Le quote rosa giocano infatti sul filo labile delle possibilità garantite: poco importano i meriti, è tutta una questione di genere. Questo non fa altro che aumentare quella discriminazione che tanto si voleva risolvere con la loro introduzione: l’obbligo di scegliere soggetti del genere sottorappresentato potrebbe penalizzare e discriminare individui più meritevoli, ma esclusi perché appartenenti all’altro genere. Poco importa se il merito e la competenza non sono distribuiti in percentuali uguali tra i sessi, le quote rose appaiono oggi più che mai un escamotage, una tacita conferma che dipinge le donne come esseri incapaci di guadagnarsi autonomamente l’accesso lavorativo o l’ingresso in politica, bisognose di essere tutelate come una specie protetta.

A settant’anni dal diritto di voto femminile, che ci ricorda come la forza delle donne sia stata proprio quella di non subordinarsi ad un assetto della società che le considerava inferiori, ma di reagire e superare una questione di genere in favore della civiltà, le quote rosa sono ancora necessarie? A malincuore, bisogna ammettere che saranno indispensabili fino a quando la maternità sarà un limite alla crescita lavorativa e farà notizia in tv o sui giornali che una donna ricopra un ruolo dirigenziale, che diventi sindaco, che allatti il proprio bimbo in una seduta del Parlamento o che sia avvenente rispetto alle capacità che possiede.
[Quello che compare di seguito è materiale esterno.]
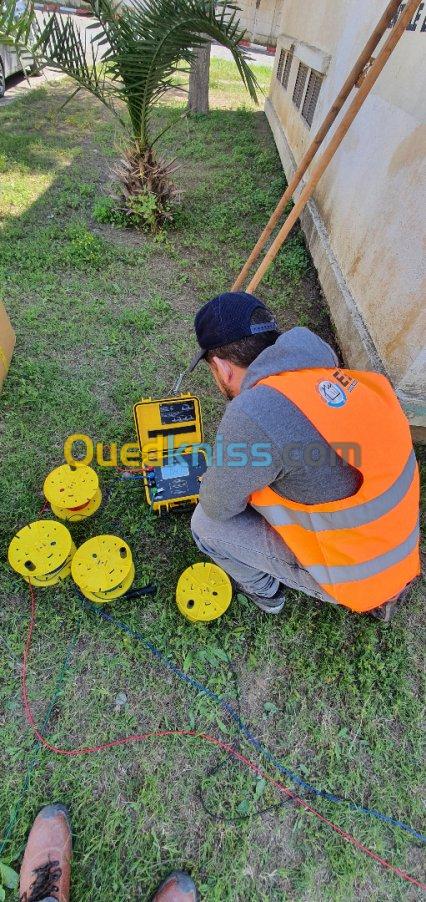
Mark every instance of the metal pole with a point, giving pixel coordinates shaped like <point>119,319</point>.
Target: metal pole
<point>363,92</point>
<point>354,75</point>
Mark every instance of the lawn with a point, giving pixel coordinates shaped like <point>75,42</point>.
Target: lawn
<point>104,317</point>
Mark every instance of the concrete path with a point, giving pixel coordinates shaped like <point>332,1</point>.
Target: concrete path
<point>18,85</point>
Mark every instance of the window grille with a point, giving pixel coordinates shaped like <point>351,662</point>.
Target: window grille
<point>280,65</point>
<point>311,96</point>
<point>287,66</point>
<point>299,87</point>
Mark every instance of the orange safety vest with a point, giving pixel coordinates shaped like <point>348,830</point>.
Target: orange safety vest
<point>362,550</point>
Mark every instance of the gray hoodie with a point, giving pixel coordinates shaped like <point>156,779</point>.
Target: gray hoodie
<point>279,446</point>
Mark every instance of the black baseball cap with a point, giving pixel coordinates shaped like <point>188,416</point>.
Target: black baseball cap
<point>227,318</point>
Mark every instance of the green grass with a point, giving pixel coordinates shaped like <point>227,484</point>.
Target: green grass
<point>104,317</point>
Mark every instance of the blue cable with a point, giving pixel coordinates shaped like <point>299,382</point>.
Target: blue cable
<point>244,729</point>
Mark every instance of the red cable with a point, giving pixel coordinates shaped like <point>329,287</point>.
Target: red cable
<point>205,737</point>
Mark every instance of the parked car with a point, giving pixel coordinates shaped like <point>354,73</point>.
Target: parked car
<point>10,61</point>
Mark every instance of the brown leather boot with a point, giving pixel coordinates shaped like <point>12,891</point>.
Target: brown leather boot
<point>45,869</point>
<point>177,887</point>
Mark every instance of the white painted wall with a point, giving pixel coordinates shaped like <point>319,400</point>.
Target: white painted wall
<point>372,199</point>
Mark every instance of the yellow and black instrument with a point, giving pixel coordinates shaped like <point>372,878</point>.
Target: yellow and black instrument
<point>169,433</point>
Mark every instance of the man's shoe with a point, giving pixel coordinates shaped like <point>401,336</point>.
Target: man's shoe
<point>177,887</point>
<point>273,605</point>
<point>45,869</point>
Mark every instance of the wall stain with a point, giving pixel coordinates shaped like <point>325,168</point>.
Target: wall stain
<point>410,151</point>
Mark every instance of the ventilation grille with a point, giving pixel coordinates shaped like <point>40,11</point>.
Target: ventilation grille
<point>299,87</point>
<point>287,67</point>
<point>311,96</point>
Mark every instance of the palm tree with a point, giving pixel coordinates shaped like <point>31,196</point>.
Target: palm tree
<point>130,58</point>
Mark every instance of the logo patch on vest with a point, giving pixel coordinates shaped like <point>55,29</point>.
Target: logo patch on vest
<point>331,393</point>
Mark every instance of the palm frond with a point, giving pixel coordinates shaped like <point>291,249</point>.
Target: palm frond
<point>131,52</point>
<point>153,36</point>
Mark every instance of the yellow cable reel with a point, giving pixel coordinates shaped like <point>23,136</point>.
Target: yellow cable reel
<point>42,552</point>
<point>103,568</point>
<point>203,592</point>
<point>73,492</point>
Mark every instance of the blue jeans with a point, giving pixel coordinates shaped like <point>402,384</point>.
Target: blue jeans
<point>253,554</point>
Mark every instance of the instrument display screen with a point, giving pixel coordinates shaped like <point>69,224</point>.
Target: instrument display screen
<point>174,471</point>
<point>177,412</point>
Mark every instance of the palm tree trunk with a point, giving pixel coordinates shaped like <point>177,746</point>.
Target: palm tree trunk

Fino a quando le competenze e i meriti saranno subordinati a una questione di genere, le quote rosa saranno estremamente necessarie. Solo dopo un cambiamento della mentalità, si potrà ritenere superata questa visione retrograda e medievale in cui la donna risulta incapace di ritagliarsi le proprie possibilità, di meritarsi i propri successi, di ottenerli senza vie preferenziali. E allora, in vero stile ‘girl power’, rimbomba il mantra ripetuto in quella canzone che al tempo fece tanto scalpore, ma che oggi sembra essere più attuale che mai: “Siamo donne, oltre le gambe c’è (molto) di più.”